No Responses to “More new releases”

  1. Jim Clarke says:

    Remy bringing Laddie in line with the rest of Islay?
    Good work from G+P on the CC range. I’ve always liked the offerings but been put off by the ABV, suspected chill-filtering and colouring. I’ll be much more inclined to pick bottles up from this range in future.

  2. Joshie says:

    Bunnahabhain not Bruichladdich, Jim.

    • Jim Clarke says:

      Bunny’s what I meant. But I had Laddie on the brain from another conversation. Apologies.

  3. Louis says:

    Any idea which Connoisseurs Choice expressions are coming over here?

  4. Ben McNeil says:

    O-kayyyy… New Whistlepig has 5.5% more ABV and a $41 price hike. Good grief.

    • Scribe says:

      Ben, I thought the same thing and agree 100%! I’ve found the existing WP as low as $59…and love it so have an extra bottle or two. Personally, I’d give the new one a try (e.g., find a bar that stocks it to try a glass)…but I’m quite happy with the current version and wouldn’t be inclined to pay another $50 for WP…but I’m sure many others will do so! 🙂

    • Vince says:

      Totally agree Ben. I love the original expression of Whistlepig and do not think I will be buying a bottle of this. (although to scribe’s point I would try a glass in a bar)

    • Jordan says:

      At that point you could buy three bottles of Jefferson’s Rye. I’m still not even sold on the regular Whistle Pig at its price point.

  5. Red_Arremer says:

    Great move by G&M. And I’m really looking forward to trying this Kilchoman

  6. John Hansell says:

    I was sent this note from Michael Urquhart, Joint Managing Director, G&M, and wanted to pass it on:

    “Many thanks for advising your readers of the most recent development with the Connoisseurs Choice range, part of an ongoing development of the various ranges G&M bottle. However, can I correct you on one point, Connoisseurs Choice has never been coloured with caramel.

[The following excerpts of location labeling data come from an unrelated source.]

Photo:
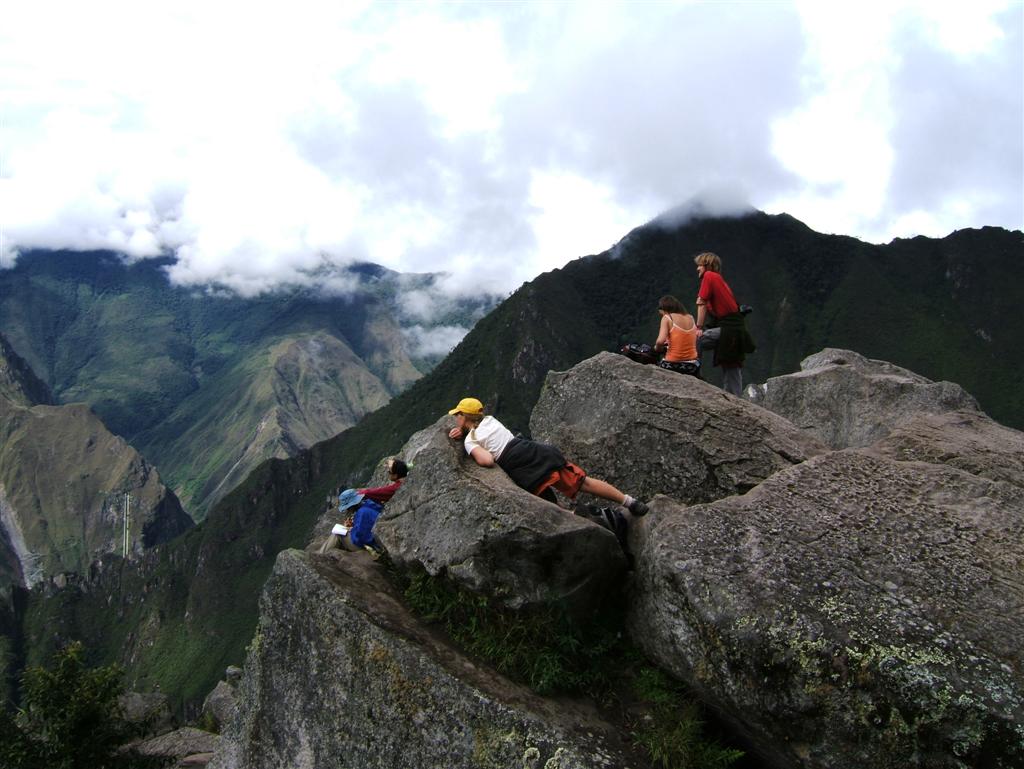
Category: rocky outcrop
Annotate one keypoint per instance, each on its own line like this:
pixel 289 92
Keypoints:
pixel 220 706
pixel 185 748
pixel 967 440
pixel 650 431
pixel 848 400
pixel 856 607
pixel 850 611
pixel 379 689
pixel 475 526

    You are correct in saying we previously bottled mainly at 40% and we do a filtration at positive temperatures (opposed to a chill filtration below zero) but for the last three or so years we have changed slightly in the bottling strengths moved to either 43% or 46%. We have decided to move again to all future bottling’ being bottled at 46% and unchill filtered; I suppose we should have made it totally clear by adding “and continuing to having no caramel colouring’.”

    Thanks Michael for the update. I didn’t know that. I corrected my original post to reflect this.

  7. Bob Siddoway says:

    That new WhistlePig screams gimmicky. Here’s to hoping it at least tastes good, unlike most gimmicky bottlings…

  8. Way to go Gordon & MacPhail. Some recent Connoisseurs Choice bottlings at 46% were very good. Am thrilled to see the whole line go UCF! Congrats to Michael and the team for moving it in this direction.

    Kilchoman Sherry Matured is very good, though and I am biased, I think our Kensington Wine Market sherry cask is better! It is 60% so maybe that’s an unfair advantage…

  9. patrick says:

    The move from G&M is very much appreciated! 43% improved the situation of the 40%, but with 46%, this is a step that was desired by many whiskyenthusiasts (including myself)

  10. Tadas A. says:

    Chill filtering process began because consumers did not like the fact that whiskey turned hazy or cloudy when water was added, much like pastis and absinth does. So going unchill filtered, bottlers and distillers have to keep alcohol level at 46% or higher for whiskey to be clear. That is one of the main reason of proof increase. Which is also good news to whiskey drinkers and enthusiast 😉

  11. mongo says:

    i see that michael urquhart says that the connoisseur’s choice range has never been coloured with caramel but not that g&m does not colour any of their whiskies. i’m trying and failing to remember if their other lines state “natural colour” on their labels.